Here is an approach using Mathematica.

First construct the density function for $Y_i$:

PDF[TransformedDistribution[x z, {x \[Distributed] ExponentialDistribution[\[Lambda]], 
   z \[Distributed] NormalDistribution[0, 1]}], y]

$$\begin{array}{cc} \{ & \begin{array}{cc} \frac{\lambda G_{0,3}^{3,0}\left(\frac{y^2 \lambda ^2}{8}| \begin{array}{c} 0,0,\frac{1}{2} \\ \end{array} \right)}{2 \sqrt{2} \pi } & y\neq 0 \\ \frac{\lambda G_{0,3}^{3,0}\left(\frac{y^2 \lambda ^2}{8}| \begin{array}{c} 0,0,\frac{1}{2} \\ \end{array} \right)}{\sqrt{2} \pi } & y=0 \\ \end{array} \\ \end{array}$$

Now in the following we assume that no value of $Y_i$ is exactly zero:

(* Generate some data *)
SeedRandom[12345];
\[Lambda]0 = 3;
n = 100;
x = RandomVariate[ExponentialDistribution[\[Lambda]0], n];
z = RandomVariate[NormalDistribution[], n];
y = x z;

(* Log likelihood *)
logL = n Log[\[Lambda]] - (3 n/2) Log[2] - n Log[\[Pi]] + 
   Sum[Log[MeijerG[{{}, {}}, {{0, 0, 1/2}, {}}, (
      y[[i]]^2 \[Lambda]^2)/8]], {i, n}];

(* Method of moments estimate *)
\[Lambda]Initial = Sqrt[2]/StandardDeviation[y]
(* 3.159259259137787 *)

(* Maximum likelihood estimate *)
mle = FindMaximum[{logL, \[Lambda] > 0}, {\[Lambda], \[Lambda]Initial}]
(* {33.75465530200371,{\[Lambda] -> 2.7946001175877813}} *)
(* Alternative (but slower) *)
(* mle=NMaximize[{logL,\[Lambda]>0},\[Lambda],Method -> "SimulatedAnnealing"] *)

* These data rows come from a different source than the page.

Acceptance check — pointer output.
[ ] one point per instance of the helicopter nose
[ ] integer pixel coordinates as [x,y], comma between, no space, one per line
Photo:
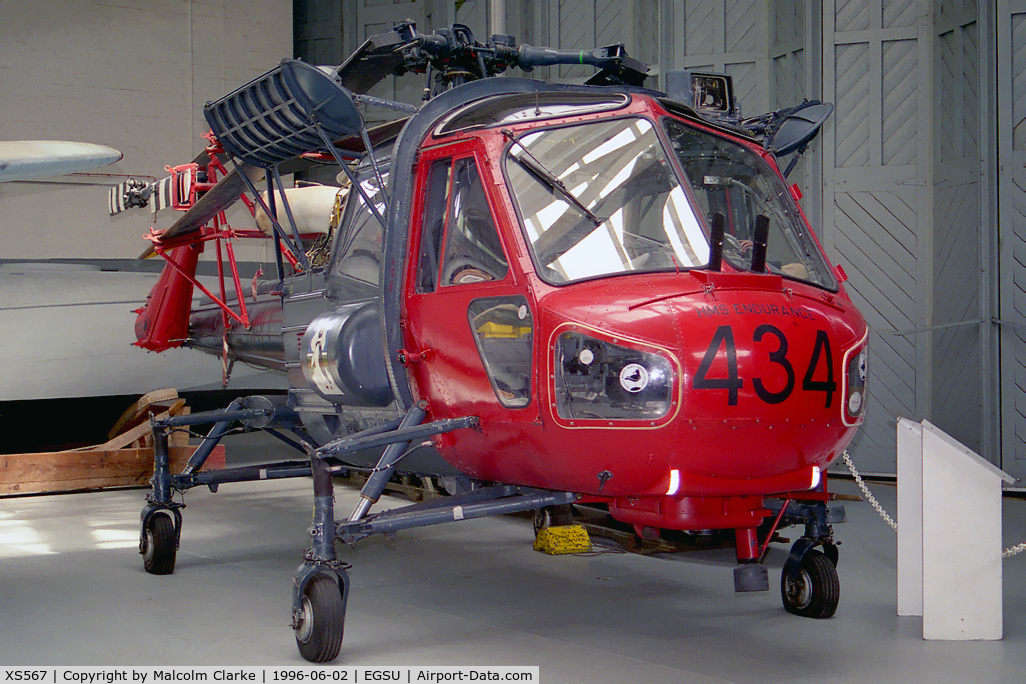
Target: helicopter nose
[772,383]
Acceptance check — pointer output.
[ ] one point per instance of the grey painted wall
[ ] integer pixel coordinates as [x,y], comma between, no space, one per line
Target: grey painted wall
[131,74]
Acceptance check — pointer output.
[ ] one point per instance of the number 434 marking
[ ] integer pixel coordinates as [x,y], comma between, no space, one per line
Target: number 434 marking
[723,338]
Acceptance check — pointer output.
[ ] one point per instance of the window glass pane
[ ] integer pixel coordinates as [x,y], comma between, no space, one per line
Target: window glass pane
[360,244]
[473,250]
[504,330]
[433,227]
[600,199]
[731,179]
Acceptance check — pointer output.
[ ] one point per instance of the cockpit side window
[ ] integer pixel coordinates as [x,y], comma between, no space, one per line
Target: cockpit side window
[359,244]
[433,227]
[473,250]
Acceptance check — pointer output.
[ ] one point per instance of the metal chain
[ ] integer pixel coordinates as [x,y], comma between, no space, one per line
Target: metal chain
[865,490]
[1008,553]
[1014,551]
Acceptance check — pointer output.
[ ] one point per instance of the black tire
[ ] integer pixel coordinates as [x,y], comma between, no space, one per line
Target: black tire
[161,546]
[318,632]
[814,591]
[553,516]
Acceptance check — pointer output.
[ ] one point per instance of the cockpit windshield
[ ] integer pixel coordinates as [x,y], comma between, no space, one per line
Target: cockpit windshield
[601,198]
[731,179]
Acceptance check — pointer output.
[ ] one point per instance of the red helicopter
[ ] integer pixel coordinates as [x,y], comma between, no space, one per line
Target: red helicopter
[543,294]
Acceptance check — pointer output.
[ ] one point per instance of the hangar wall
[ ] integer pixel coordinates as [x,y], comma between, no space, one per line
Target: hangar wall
[130,74]
[903,184]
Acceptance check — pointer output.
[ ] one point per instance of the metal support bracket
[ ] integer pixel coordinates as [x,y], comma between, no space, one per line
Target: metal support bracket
[477,504]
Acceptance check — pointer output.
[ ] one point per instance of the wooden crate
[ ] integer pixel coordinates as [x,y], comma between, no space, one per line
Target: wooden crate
[89,469]
[124,460]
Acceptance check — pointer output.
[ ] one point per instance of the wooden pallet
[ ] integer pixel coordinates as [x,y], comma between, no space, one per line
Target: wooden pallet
[124,460]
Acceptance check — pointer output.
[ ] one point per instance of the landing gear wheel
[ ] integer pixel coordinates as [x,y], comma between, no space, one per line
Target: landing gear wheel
[553,516]
[814,591]
[161,546]
[318,630]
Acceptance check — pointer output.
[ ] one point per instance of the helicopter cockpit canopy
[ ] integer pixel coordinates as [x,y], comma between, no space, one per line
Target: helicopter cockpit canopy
[602,198]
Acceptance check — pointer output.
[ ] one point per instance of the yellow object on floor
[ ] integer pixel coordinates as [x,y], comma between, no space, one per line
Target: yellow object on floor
[562,539]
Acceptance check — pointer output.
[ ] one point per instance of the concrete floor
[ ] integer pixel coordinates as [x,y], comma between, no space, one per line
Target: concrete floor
[73,593]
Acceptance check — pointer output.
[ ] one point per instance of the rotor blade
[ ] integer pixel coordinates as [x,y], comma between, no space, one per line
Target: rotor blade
[378,135]
[24,160]
[376,58]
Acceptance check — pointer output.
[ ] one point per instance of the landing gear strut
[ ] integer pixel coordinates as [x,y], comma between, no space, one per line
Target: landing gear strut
[809,584]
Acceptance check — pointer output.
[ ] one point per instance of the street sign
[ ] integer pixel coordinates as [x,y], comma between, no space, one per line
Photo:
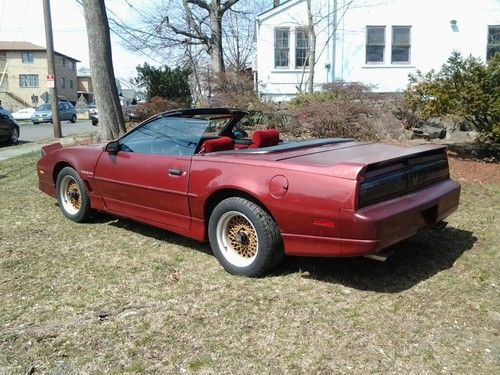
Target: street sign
[50,81]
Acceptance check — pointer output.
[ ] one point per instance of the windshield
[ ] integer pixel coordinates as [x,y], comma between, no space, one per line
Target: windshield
[44,107]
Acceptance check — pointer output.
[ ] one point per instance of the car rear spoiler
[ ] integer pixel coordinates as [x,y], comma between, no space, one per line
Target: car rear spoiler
[51,148]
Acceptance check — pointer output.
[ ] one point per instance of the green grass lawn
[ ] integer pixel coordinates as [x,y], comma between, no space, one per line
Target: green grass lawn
[115,297]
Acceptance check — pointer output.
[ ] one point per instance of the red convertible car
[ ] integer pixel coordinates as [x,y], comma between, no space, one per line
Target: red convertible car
[197,173]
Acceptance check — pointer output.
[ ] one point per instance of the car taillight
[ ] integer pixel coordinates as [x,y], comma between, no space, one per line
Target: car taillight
[379,188]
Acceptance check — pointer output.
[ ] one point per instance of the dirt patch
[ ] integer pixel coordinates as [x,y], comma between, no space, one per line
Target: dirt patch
[475,172]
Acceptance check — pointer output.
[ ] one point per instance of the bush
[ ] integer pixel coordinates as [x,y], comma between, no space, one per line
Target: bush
[344,109]
[154,106]
[464,88]
[165,82]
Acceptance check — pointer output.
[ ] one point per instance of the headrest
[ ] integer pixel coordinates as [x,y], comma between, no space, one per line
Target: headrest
[217,144]
[266,138]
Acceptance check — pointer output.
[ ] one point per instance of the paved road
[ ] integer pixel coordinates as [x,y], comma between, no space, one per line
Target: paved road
[35,136]
[32,133]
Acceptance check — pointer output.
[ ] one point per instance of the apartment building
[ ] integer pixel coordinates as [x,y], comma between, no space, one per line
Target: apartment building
[23,75]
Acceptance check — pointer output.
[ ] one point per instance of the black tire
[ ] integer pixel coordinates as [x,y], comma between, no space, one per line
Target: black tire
[14,136]
[72,195]
[244,238]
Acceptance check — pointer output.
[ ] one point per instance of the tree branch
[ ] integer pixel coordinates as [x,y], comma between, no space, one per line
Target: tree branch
[228,4]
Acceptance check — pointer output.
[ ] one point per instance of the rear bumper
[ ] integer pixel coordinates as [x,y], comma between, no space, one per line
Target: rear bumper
[373,228]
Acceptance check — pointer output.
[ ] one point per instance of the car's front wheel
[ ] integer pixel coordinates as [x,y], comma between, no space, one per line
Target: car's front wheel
[244,237]
[14,136]
[72,195]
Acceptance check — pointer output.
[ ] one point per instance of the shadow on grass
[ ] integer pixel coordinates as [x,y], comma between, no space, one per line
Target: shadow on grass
[4,145]
[153,232]
[415,260]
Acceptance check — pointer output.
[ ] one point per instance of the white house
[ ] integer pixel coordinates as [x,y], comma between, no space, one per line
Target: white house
[377,42]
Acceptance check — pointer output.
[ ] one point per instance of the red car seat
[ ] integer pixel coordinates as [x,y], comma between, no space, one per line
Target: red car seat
[217,144]
[265,138]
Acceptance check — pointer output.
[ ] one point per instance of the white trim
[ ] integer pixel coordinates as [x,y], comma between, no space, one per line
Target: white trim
[271,12]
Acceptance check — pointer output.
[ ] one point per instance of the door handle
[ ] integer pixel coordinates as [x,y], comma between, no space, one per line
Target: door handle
[174,172]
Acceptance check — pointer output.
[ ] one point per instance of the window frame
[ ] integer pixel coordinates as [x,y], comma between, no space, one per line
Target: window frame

(* Check to see if first partial derivative is approximately zero *)
dlogL\[Lambda] = D[logL, \[Lambda]] /. mle[[2]]
(* 1.000782830828939 * 10^(-6) *)

(* Estimate of standard error *)
se = Sqrt[-1/(D[logL, {\[Lambda], 2}]) /. mle[[2]]]
(* 0.39489891632730545 *)

(* Another check:  plot the log likelihood *)
Plot[logL, {\[Lambda], 1, 4}, Frame -> True, FrameLabel -> {"\[Lambda]", "Log(likelihood)"}]